I've used PM-V11 in fairly dense wood (planes and chisels) and have not gotten a blade knick yet. I did get them in A2 frequently, which is a major reason I don't use A2 anymore. But I've never tried IBC. For planes, Hock hogs all the attention from IBC (at least here in the U.S.). Woodcraft sells them but I always went to Hock, at first because I wanted to support the good 'ol USA, then I found out Hock outsources a lot to France! Eh, whatever. Would like to to check out IBC chisels but I've never seen them in person. Balance and feel, to me, matters at least as much as edge retention, maybe even a tad more. I like the Veritas handles and overall length better than anything I've used, including a number of vintage chisels. Yeah, make your own handles with sockets - just can't stand making socket handles for several reasons. Again, that's just me.

I don't know why Cosman's opinion isn't valued more. Is David Barron looked down upon because he sells his own stuff and promotes some things in his videos? Not that I know of.

Very interesting review, thanks. Is it called Pinnacle IBC in Canada or just IBC?


----------



## gargey

> Welcome to the world of internet woodworking. At least he didn t tell you to kill yourself.

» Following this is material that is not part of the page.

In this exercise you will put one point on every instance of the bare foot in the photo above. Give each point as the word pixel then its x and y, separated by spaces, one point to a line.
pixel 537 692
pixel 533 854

I get that one sometimes…
> 
> - StumpyNubs


smh. You're equating the above with "This reads like marketing. 1 post."

You must be been traumatized, and are now projecting.


----------



## StumpyNubs

> Welcome to the world of internet woodworking. At least he didn t tell you to kill yourself. I get that one sometimes…
> 
> - StumpyNubs
> 
> smh. You re equating the above with "This reads like marketing. 1 post."
> 
> You must be been traumatized, and are now projecting.
> 
> - gargey


I know you are just trolling, otherwise why would you keep returning to check the comments on a post you dismissed outright as "marketing." But since you don't seem to understand why I said you called him a liar, let me explain it:

Cocosquatch clearly said in his review that it is not marketing. He paid for them himself, and has no affiliation with the brand…. YOU came in and said that wasn't true, that it was marketing…. Now, I'm no dictionary, but that sounds a lot like "liar" to me.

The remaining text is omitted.